Keberadaan mereka menyatukan kesatuan perjuangan ulama lokal yang selama ini menjadi motor perlawanan terhadap penjajah.
- Fatwa Mufti Kontroversial Batavia
Sebagai Mufti Batavia, Habib Usman bin Yahya mengeluarkan fatwa bahwa perlawanan pribumi terhadap Belanda adalah bentuk pemberontakan dan perbuatan onar . Atas jasanya kepada Belanda, ia dianugerahi Bintang Salib Singa oleh Ratu Wilhelmina . Sebagai bentuk penghormatan, Habib Usman bin Yahya bahkan menulis bait-bait pujian untuk mendoakan Ratu Wilhelmina pada ulang tahunnya .
- Pendirian Rabithah Alawiyah untuk Menandingi NU
Pada tahun 1928, kalangan Ba’alwi mendirikan Rabithah Alawiyah sebagai organisasi tandingan bagi Nahdlatul Ulama (NU) yang berdiri pada tahun 1926 . Hal ini terjadi dalam konteks persaingan ideologi dan sosial, terutama setelah NU turut mendukung semangat Sumpah Pemuda . Perpecahan pun terjadi di kalangan imigran Yaman antara klan Ba’alwi dan non-Ba’alwi , yang akhirnya melahirkan organisasi Al-Irsyad .
- Status Non-Pribumi dan Upaya Asimilasi
Pasca kemerdekaan, muncul desakan agar kelompok Ba’alwi digolongkan sebagai non-pribumi . NU kemudian tampil sebagai pembelaan mereka dengan harapan agar terjadi asimilasi dengan masyarakat Nusantara. Namun pada kenyataannya, kaum Ba’alwi tetap mempertahankan eksklusivitas mereka dan enggan berbaur dengan masyarakat pribumi .
- Peran dalam Gerakan Islam Pasca Orde Baru
- Sebelum tahun 1998 , aktivitas mereka terbatas pada organisasi seperti Rabithah Alawiyah dan Al-Irsyad.

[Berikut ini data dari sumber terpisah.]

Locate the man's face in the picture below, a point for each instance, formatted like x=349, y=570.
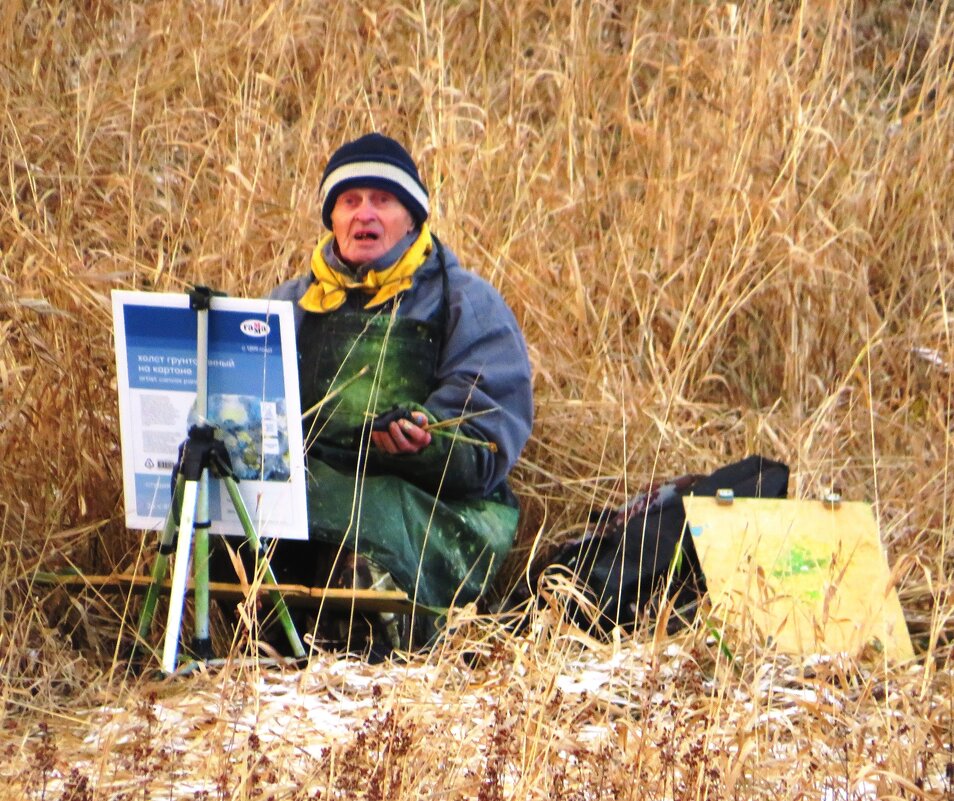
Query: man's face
x=367, y=223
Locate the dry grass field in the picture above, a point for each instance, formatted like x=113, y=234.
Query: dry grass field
x=726, y=228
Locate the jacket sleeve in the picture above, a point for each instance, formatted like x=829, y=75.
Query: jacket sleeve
x=484, y=367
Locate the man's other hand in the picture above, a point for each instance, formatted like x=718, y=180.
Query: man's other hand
x=403, y=436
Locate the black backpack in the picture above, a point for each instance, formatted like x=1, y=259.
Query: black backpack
x=634, y=558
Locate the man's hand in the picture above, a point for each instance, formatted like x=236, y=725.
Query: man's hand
x=403, y=436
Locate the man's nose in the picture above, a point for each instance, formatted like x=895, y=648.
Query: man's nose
x=365, y=209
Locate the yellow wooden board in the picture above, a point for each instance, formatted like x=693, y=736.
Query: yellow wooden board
x=811, y=577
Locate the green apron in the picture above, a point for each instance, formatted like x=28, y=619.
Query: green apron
x=441, y=551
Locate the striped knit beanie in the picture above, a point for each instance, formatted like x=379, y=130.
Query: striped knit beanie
x=375, y=162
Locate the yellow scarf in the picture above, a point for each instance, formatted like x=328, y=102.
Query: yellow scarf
x=330, y=287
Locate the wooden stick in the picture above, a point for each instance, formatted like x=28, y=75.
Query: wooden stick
x=294, y=594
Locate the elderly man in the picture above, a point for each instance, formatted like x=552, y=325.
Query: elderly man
x=418, y=381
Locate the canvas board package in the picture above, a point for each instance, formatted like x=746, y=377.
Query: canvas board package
x=809, y=577
x=253, y=402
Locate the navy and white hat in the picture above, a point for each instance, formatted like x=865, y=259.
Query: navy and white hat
x=377, y=162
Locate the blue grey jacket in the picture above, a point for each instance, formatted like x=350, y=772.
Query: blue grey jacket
x=483, y=364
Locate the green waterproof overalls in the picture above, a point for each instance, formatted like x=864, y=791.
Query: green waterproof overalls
x=440, y=550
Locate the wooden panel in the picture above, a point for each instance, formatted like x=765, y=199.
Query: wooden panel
x=812, y=578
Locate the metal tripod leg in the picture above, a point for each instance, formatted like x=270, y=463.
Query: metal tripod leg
x=186, y=498
x=159, y=568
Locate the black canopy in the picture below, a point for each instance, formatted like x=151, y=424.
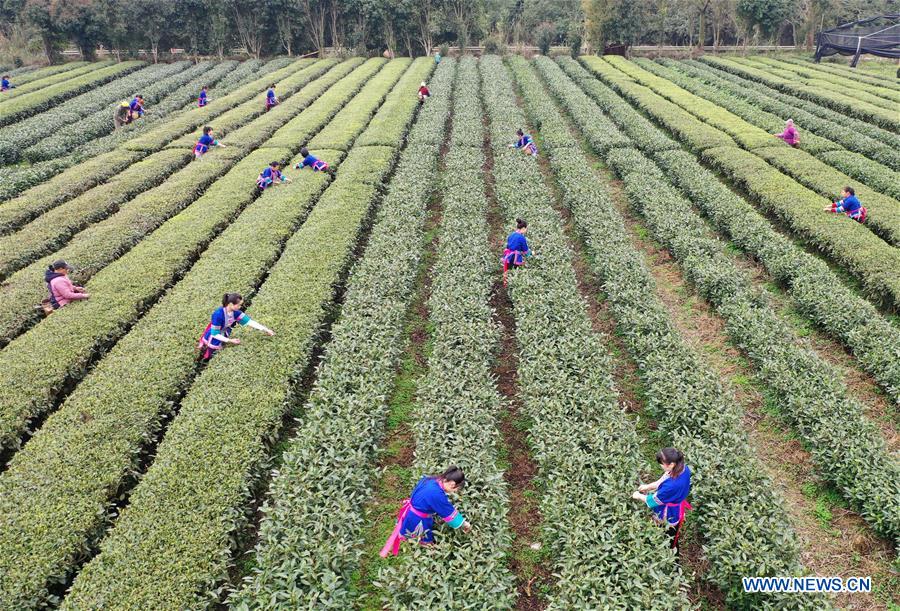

- Menjelang kejatuhan Orde Baru (1998) , mereka mendapatkan kesempatan besar dengan diberi peran dalam Pam Swakarsa , yang kemudian berkembang menjadi Front Pembela Islam (FPI) .
- Melalui FPI, mereka mengubah ajaran Wali Songo , menggeser peran ulama pribumi , serta mengagungkan gelar “Habib” sebagai label cucu Nabi yang penuh dengan berbagai doktrin khurafat .
- Penyatuan Sunni dan Syiah dalam Strategi Gerakan
Dalam konteks ini, para Ba’alwi dari berbagai mazhab, termasuk yang berhaluan Syiah, bersatu dalam perjuangan politik dan sosial mereka . Hal ini membuktikan bahwa identitas keagamaan mereka sering kali lebih bersifat strategis daripada ideologi .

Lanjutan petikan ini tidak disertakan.